Feature #449
TBX: x.x, Tokenizers strategy and components
Status: | New | Start date: | 11/13/2013 | |
---|---|---|---|---|
Priority: | High | Due date: | ||
Assignee: | - | % Done: | 0% |
|
Category: | Import | Spent time: | - | |
Target version: | TXM X.X |
Description
A) add a system (plugin or not) to be able to use different Tokenizers.
B) finish some existing tokenizers (TreeTagger Groovy tokenizer...)
C) adapt existing tokenizers for the selection system
D) develop various strategies in tokenizers:
FR: On peut développer deux stratégies de tokenizer simple :
a) priorité à la délimitation par caractères séparateurs (stratégie TXM 0.7.2)
b) priorité à la délimitation par caractères constituants (stratégie Weblex)
[même si les stratégies sont un peu mixtes]
E) incorporate new components (Unitex, tagging env developed in Perl for TXM...)
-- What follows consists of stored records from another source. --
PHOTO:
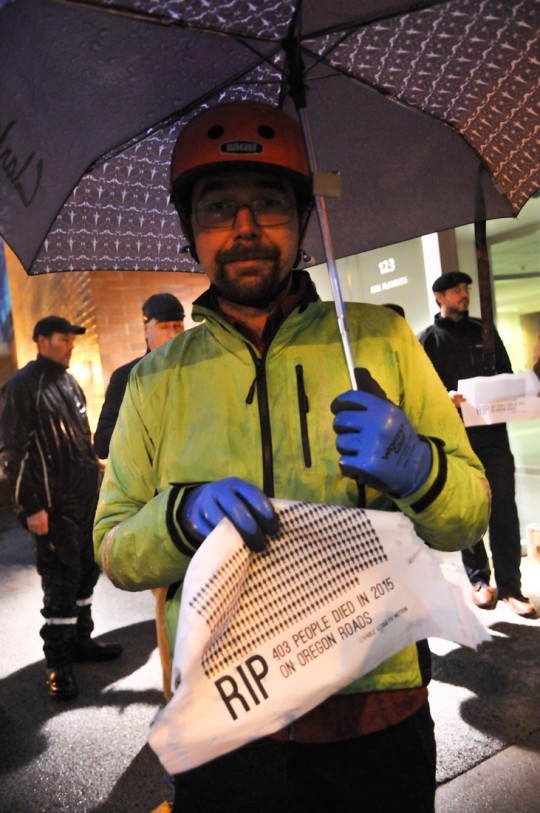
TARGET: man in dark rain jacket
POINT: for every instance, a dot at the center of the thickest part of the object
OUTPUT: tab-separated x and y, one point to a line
46	454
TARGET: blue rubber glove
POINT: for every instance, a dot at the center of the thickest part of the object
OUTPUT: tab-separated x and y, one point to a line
379	445
247	507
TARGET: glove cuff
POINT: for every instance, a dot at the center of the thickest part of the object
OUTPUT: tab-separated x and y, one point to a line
185	543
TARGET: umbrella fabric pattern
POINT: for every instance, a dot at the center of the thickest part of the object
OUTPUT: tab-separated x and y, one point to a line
428	110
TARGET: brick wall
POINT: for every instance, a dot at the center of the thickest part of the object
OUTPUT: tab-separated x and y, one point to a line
107	303
118	297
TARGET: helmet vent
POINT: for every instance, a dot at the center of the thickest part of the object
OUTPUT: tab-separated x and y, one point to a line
216	131
265	131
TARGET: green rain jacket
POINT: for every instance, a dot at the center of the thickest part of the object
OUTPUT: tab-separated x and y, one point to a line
206	406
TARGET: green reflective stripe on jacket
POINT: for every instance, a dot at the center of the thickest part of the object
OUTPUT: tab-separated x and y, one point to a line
188	417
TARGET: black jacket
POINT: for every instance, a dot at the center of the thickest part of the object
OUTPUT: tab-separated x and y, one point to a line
111	408
455	350
45	440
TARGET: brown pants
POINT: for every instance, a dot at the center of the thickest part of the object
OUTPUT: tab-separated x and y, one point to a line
160	594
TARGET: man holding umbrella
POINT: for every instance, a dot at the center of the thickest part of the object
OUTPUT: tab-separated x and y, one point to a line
239	410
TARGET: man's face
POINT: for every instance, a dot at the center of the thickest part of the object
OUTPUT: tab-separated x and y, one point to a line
245	261
454	302
57	347
157	333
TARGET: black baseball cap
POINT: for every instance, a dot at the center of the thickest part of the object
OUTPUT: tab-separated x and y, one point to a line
450	280
163	308
55	324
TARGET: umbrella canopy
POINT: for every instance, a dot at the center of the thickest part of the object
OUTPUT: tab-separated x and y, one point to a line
427	109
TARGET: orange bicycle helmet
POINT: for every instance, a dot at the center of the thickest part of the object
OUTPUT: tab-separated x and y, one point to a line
242	134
F) be able to connect linguistic ressources to tokenizers (FR: figements,
locutions, liste d'abbréviations contenant des points, clitiques, etc.)
History
#1 Updated by Serge Heiden almost 10 years ago
- Subject changed from RCP: x.x, be able to plug another Tokenizer to TBX: x.x, Tokenizers strategy and components
- Description updated (diff)
- Priority changed from Normal to High